Patent US20140335759 - Slot car with spin-out recovery system - Google Patente

It's a bit hard to read, as it's translated from French. The cars designed for this set do not have a normal guide pin. The guides for this set are shaped like an inverted T. The cars cannot de-slot. The gimmick is the power cuts off to the car if it reaches a certain angle to the rail, and will sit for a predetermined amount of time to simulate the time it would take to reset the car for a spin out. That's what I got from the link I found
, anyways. By the way, loisirs translates to hobby in French.


----------



## FullyLoaded (Apr 19, 2006)

From my slot car days...I think this was around 1990 or so, Ideal attempted to bring their slot car line back to the North American market. The sets gave you two extra car bodies, they used modified original Ideal TCR molds such as the 1979 Firebird T/A but with an oversized chrome motor added. It is a little confusing as they used the Ideal TCR name on slotted track. As mentioned above, the drawback was the cars couldn't be used on other track without major modification to the guide pin or plastic guide flag. The track looked like the European French Ideal slotted system. Really weird attempt which didn't go anywhere. I have no idea why they tried as Marchon MR-1 was considered the lower cost choice for HO slot racing compared to Tomy AFX and Tyco at the time. One last thing was the price point on the sets weren't much cheaper. I remember finding a set on Clearance and then flipping it after taking a look what was inside. The chassis was a slotted version updated with a can Mabuchi motor similar to what the Tomy Turbo chassis used. 

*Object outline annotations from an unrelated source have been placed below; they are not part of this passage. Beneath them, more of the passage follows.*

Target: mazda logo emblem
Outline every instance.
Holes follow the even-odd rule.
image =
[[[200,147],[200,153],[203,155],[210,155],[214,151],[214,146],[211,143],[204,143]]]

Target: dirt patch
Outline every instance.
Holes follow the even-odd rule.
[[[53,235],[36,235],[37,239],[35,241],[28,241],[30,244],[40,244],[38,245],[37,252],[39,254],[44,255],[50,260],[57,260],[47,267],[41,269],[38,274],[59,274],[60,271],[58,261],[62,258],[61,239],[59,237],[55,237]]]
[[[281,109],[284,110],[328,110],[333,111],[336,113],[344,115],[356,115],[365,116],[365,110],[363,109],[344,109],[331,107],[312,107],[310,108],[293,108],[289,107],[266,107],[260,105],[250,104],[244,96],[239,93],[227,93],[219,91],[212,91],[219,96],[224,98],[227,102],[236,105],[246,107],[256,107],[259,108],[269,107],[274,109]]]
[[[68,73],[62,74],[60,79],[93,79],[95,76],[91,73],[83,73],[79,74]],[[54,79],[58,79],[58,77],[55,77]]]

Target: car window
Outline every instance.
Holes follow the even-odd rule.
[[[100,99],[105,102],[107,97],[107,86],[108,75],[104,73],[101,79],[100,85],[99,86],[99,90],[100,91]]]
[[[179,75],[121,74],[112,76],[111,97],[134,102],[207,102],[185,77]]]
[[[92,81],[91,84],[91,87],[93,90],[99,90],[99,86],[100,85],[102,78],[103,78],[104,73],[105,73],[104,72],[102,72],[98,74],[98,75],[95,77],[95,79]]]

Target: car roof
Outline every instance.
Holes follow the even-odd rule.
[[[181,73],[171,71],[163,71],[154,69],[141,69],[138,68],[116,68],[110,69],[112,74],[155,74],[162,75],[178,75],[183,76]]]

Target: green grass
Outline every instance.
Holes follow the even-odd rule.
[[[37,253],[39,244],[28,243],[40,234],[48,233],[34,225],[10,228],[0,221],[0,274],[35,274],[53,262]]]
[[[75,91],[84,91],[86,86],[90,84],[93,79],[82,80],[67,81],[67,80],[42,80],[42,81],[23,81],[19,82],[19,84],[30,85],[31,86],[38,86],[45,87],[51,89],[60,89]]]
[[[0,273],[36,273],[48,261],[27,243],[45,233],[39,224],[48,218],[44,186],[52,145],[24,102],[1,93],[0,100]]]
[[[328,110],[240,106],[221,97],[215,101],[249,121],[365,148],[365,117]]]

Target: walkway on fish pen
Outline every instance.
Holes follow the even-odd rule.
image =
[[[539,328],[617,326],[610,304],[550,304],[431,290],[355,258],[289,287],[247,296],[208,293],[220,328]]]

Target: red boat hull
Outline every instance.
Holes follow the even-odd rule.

I did a little digging via Google, this was actually under the Majorette line-up. Here is a link to the Firebird I mentioned: Majorette 5610 Pontiac Firebird " Hollywood Daredevils " Red / Yellow / White - HOSlotCars - The Place for collectors of HO Scale Slot Cars 

Earlier Ideal TCR versions that came slotless and slotted: Ideal TCR 47423 Pontiac Firebird Trans Am Yellow / Red - HOSlotCars - The Place for collectors of HO Scale Slot Cars

Set photo thanks to HOSlotCars.com: Majorette Sets Hollywood Daredevils - HOSlotCars - The Place for collectors of HO Scale Slot Cars_


----------



## rdm95 (May 8, 2008)

I don't see anything different about the shape of the slot in the track other than maybe being a bit wider than say Tyco or AFX..?


----------



## FullyLoaded (Apr 19, 2006)

The guide pin on those Majorette Ideal TCR slotted chassis was about double the size thus the increase width of the slot in the later slotted Ideal track as you showed. I have no idea why the change. I would assume Tyco and Tomy cars would run on that track without any major problems but you couldn't run the Majorette cars on Tyco or Tomy track due to the huge guide pin. The pin was not a simple change either.


I think in the past those Majorette Ideal TCR slotted cars have been discussed here on the boards. They used some older Ideal TCR molds and some newer ones such as a 1994 Mustang GT. They weren't common in the stores and I recall finding the set I examined and then promptly traded it.


----------